El secretario de Estado de Estados Unidos, Marco Rubio, advirtió sobre la inviabilidad del sistema político y económico en Cuba, generando el respaldo de los congresistas Mario Díaz-Balart y Carlos Giménez. Las declaraciones ponen el foco en la incapacidad de las autoridades de la isla para gestionar la crisis y anticipan nuevas medidas desde Washington.
En recientes declaraciones públicas, el jefe de la diplomacia estadounidense señaló que la crisis que atraviesa la nación caribeña no puede resolverse mediante aperturas económicas parciales. Rubio enfatizó que la economía de la Isla es \»completamente disfuncional\» y atribuyó la debacle a la incompetencia de quienes controlan el aparato gubernamental. En sus palabras, no existe prosperidad material posible sin un nivel significativo de libertad política, una condición que el ejecutivo cubano ha negado sistemáticamente a su población.

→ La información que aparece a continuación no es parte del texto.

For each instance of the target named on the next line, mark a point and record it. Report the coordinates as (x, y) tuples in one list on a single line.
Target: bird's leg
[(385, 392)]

Las afirmaciones de Rubio recibieron el inmediato respaldo de los legisladores cubanoamericanos Mario Díaz-Balart y Carlos Giménez. Este último, a través de sus redes sociales, celebró la postura del secretario de Estado y abogó por el desmantelamiento definitivo de la dictadura cubana, argumentando que el modelo impuesto por el régimen de La Habana debe ser superado y relegado al pasado. Díaz-Balart, por su parte, reprodujo un extracto de la entrevista donde Rubio subraya la necesidad ineludible de cambios profundos en el sistema de gobierno para poder revertir la ruina nacional.

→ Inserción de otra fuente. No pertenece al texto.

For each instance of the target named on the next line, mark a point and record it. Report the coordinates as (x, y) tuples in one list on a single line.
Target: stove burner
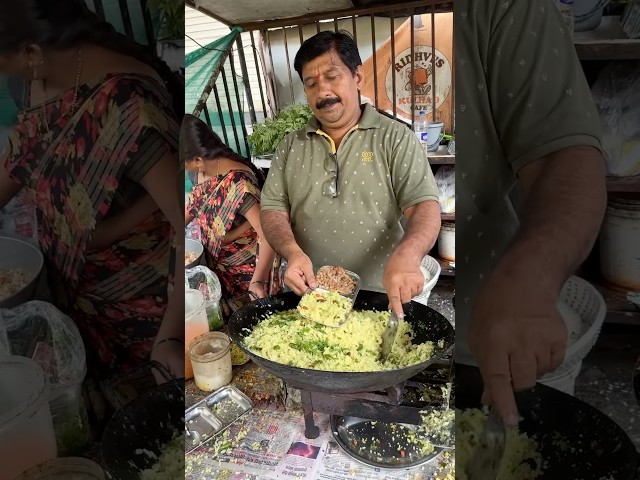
[(400, 403)]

Raíz estructural de la crisis y represión social
El análisis desde Washington coincide con el diagnóstico de diversos observadores internacionales respecto a la realidad cubana. La incapacidad del gobierno cubano para sostener una economía funcional se evidencia en la inflación galopante, el desabastecimiento crónico de bienes básicos y el colapso de los servicios públicos. Rubio detalló que el problema no es técnico ni coyuntural, sino estructural: un ciudadano o actor económico en Cuba no puede cuestionar las decisiones del poder sin arriesgarse a la prisión, lo que anula cualquier intento de desarrollo bajo el actual estado de cosas.
Ante la gravedad del escenario, el secretario de Estado anticipó que el gobierno estadounidense trabaja en nuevas acciones respecto a la isla, cuyos detalles se conocerán próximamente. Esta postura firme plantea un desafío directo para las autoridades de La Habana, que se enfrentan a una creciente presión internacional y a un descontento social exacerbado por el continuo éxodo migratorio. La exigencia de reformas políticas reales como condición para cualquier ayuda o apertura económica sitúa el debate sobre el futuro de Cuba en el centro de la agenda bilateral, dejando claro que la permanencia del modelo autoritario es insostenible.